We fully acknowledge your point regarding the potential oversight of tokens deemed low-probability by the Proposal Module, which may be valuable for alignment in certain contexts. This inevitably leads to an important question: Is there a singular optimal response for alignment?

In tasks such as mathematics and reasoning, there is often a definitive correct solution. However, given that mathematical and reasoning capabilities are key evaluation metrics for general large models (such as the one used as the Proposal Module), it is unlikely that the optimal response would be categorized as low-probability.

In contrast, value alignment and domain adaptation tasks frequently address subjective preferences.
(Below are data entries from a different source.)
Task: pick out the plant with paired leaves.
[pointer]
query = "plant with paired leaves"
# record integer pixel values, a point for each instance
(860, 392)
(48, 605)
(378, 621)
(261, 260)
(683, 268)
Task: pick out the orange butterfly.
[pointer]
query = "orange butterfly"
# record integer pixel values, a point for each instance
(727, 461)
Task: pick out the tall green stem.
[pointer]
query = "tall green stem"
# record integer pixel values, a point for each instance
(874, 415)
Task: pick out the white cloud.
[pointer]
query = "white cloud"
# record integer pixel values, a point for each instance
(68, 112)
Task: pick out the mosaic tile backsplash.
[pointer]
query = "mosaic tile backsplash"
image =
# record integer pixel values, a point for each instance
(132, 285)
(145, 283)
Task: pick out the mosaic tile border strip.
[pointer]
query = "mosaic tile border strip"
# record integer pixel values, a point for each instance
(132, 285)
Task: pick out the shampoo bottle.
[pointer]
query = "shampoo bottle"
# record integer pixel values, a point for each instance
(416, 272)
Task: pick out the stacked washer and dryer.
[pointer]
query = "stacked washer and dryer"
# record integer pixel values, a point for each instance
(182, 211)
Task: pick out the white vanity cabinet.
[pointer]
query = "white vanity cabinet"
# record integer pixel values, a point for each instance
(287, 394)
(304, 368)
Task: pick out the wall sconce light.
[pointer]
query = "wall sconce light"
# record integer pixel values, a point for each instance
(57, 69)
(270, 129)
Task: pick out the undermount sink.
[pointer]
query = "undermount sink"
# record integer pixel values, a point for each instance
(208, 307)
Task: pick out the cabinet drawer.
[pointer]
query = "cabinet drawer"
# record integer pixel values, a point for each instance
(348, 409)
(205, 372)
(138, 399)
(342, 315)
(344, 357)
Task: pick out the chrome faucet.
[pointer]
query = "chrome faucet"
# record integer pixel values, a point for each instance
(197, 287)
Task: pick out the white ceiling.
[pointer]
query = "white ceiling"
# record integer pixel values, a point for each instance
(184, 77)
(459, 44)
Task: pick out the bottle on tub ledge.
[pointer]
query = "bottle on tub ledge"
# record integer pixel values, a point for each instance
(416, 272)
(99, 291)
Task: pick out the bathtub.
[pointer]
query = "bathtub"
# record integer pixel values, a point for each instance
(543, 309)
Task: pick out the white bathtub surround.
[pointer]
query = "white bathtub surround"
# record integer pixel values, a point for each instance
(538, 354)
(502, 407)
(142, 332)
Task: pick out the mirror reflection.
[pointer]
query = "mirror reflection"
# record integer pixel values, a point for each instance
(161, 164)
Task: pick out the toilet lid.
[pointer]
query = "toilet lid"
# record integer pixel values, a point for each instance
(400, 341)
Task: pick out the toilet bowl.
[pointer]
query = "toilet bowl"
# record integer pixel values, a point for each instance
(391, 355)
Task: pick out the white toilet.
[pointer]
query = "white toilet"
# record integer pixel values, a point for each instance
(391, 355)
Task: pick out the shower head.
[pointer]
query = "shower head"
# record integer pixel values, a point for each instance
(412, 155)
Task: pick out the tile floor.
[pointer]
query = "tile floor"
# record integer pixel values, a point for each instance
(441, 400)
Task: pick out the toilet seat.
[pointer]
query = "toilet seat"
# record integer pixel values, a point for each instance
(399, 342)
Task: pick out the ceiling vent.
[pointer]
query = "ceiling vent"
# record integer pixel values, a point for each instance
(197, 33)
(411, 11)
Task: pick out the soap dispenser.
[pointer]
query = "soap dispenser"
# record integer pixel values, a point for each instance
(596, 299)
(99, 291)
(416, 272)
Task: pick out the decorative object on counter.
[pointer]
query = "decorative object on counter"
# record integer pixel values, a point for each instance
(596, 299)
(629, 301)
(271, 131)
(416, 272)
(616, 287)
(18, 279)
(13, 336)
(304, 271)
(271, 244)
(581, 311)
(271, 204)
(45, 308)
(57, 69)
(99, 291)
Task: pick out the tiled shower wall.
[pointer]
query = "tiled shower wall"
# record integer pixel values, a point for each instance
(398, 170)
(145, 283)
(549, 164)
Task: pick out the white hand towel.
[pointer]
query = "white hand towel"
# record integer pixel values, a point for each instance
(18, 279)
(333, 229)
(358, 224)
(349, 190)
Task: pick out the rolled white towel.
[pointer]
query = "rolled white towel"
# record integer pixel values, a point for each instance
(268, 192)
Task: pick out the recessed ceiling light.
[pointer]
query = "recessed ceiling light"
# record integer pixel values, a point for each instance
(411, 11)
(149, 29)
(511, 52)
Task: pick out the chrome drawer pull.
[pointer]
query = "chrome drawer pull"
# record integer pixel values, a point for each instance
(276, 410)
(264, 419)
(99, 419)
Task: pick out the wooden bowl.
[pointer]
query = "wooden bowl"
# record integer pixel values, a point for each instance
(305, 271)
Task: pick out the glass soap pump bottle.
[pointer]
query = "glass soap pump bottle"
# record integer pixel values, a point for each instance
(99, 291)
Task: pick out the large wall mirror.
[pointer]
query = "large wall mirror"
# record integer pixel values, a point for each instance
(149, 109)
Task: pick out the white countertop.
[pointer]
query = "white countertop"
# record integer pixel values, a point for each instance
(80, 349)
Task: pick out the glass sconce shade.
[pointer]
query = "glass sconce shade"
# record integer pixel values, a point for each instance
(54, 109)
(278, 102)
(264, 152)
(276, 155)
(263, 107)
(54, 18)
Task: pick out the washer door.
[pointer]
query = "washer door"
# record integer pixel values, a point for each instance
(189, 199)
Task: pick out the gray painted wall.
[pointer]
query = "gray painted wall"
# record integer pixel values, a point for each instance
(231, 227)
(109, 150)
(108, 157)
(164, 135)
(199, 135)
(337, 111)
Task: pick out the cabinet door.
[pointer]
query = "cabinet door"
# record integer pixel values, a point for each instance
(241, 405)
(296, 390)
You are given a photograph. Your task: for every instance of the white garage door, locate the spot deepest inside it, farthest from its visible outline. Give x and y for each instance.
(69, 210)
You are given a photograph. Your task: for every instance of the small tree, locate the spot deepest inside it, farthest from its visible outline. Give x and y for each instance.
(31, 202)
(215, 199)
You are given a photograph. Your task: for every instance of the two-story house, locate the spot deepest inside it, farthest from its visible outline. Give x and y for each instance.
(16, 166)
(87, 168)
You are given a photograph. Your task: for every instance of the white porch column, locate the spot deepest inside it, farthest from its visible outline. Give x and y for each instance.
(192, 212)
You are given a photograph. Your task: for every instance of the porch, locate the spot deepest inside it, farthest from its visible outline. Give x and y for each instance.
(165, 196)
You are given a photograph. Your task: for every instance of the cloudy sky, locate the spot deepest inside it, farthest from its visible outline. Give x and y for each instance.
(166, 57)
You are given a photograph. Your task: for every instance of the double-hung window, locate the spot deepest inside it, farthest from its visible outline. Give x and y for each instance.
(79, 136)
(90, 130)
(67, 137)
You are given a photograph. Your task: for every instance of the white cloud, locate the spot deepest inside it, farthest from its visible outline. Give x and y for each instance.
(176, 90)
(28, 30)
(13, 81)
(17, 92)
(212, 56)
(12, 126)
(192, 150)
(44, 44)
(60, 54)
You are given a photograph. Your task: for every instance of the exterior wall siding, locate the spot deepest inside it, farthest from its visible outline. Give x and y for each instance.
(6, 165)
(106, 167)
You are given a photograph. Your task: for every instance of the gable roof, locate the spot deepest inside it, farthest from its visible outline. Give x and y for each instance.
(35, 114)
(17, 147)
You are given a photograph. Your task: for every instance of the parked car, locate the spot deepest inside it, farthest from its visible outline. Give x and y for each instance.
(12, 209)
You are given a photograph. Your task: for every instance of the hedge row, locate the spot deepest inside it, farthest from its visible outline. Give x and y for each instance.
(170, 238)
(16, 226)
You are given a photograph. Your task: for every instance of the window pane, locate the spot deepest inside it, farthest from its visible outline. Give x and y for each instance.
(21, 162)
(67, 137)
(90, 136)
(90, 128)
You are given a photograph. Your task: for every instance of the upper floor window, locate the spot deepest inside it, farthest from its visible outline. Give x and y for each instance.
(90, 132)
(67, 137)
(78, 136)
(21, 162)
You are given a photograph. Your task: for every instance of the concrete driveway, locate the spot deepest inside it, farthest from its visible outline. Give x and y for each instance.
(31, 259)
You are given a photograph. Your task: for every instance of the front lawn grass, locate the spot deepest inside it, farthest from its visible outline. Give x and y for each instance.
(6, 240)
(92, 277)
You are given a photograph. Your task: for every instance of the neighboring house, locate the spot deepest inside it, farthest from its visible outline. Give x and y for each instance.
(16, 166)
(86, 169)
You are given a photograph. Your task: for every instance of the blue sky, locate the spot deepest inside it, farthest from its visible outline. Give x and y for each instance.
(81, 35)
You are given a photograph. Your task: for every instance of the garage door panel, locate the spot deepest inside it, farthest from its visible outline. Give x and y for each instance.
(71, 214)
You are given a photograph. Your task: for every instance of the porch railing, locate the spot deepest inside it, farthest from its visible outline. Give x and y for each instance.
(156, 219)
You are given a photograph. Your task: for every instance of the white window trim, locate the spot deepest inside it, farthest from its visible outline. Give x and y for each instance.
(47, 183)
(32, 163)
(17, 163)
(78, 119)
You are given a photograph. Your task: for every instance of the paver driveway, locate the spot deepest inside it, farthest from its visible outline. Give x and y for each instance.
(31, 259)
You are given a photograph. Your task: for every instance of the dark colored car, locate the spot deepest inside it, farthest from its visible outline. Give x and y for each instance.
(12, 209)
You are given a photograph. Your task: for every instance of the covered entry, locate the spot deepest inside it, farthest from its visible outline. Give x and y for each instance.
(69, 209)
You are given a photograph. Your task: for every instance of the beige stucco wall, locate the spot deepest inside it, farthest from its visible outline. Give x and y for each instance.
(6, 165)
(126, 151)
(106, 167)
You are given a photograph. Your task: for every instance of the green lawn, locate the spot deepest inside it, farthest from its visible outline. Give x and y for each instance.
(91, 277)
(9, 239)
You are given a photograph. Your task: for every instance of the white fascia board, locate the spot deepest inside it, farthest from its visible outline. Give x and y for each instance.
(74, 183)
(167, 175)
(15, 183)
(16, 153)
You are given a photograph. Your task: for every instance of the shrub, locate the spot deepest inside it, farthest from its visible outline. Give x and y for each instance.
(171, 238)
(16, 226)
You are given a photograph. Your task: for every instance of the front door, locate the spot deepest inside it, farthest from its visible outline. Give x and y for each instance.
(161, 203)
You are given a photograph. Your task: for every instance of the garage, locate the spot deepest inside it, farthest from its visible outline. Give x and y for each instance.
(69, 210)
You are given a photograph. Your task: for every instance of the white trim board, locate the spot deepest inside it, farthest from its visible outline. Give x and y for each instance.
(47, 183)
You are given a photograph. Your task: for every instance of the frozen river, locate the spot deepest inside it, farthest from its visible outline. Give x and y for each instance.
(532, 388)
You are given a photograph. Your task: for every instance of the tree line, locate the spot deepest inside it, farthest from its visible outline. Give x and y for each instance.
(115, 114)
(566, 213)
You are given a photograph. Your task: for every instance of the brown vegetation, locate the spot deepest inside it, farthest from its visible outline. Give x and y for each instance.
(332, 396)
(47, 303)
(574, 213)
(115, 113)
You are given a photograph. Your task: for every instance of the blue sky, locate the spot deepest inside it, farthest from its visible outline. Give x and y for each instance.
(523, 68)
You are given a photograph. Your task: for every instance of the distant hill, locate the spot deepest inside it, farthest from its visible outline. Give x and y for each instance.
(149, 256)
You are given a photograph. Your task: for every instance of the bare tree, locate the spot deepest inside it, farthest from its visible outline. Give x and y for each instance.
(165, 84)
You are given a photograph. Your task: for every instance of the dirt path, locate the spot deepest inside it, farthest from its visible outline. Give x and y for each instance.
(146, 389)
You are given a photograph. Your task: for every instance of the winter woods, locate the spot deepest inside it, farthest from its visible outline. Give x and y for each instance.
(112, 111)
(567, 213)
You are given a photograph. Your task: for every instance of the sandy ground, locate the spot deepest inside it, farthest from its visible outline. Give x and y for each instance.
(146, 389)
For instance, in "Harmless" tasks within the Anthropic-HH framework, responses beginning with phrases such as "Sorry," "No," or "I cannot help" can all validly express a preference to decline. Therefore, it is difficult to assert that the absence of a specific low-probability token necessarily results in a failure to align. In many cases, such a token can be effectively compensated for by other tokens or subsequent expressions.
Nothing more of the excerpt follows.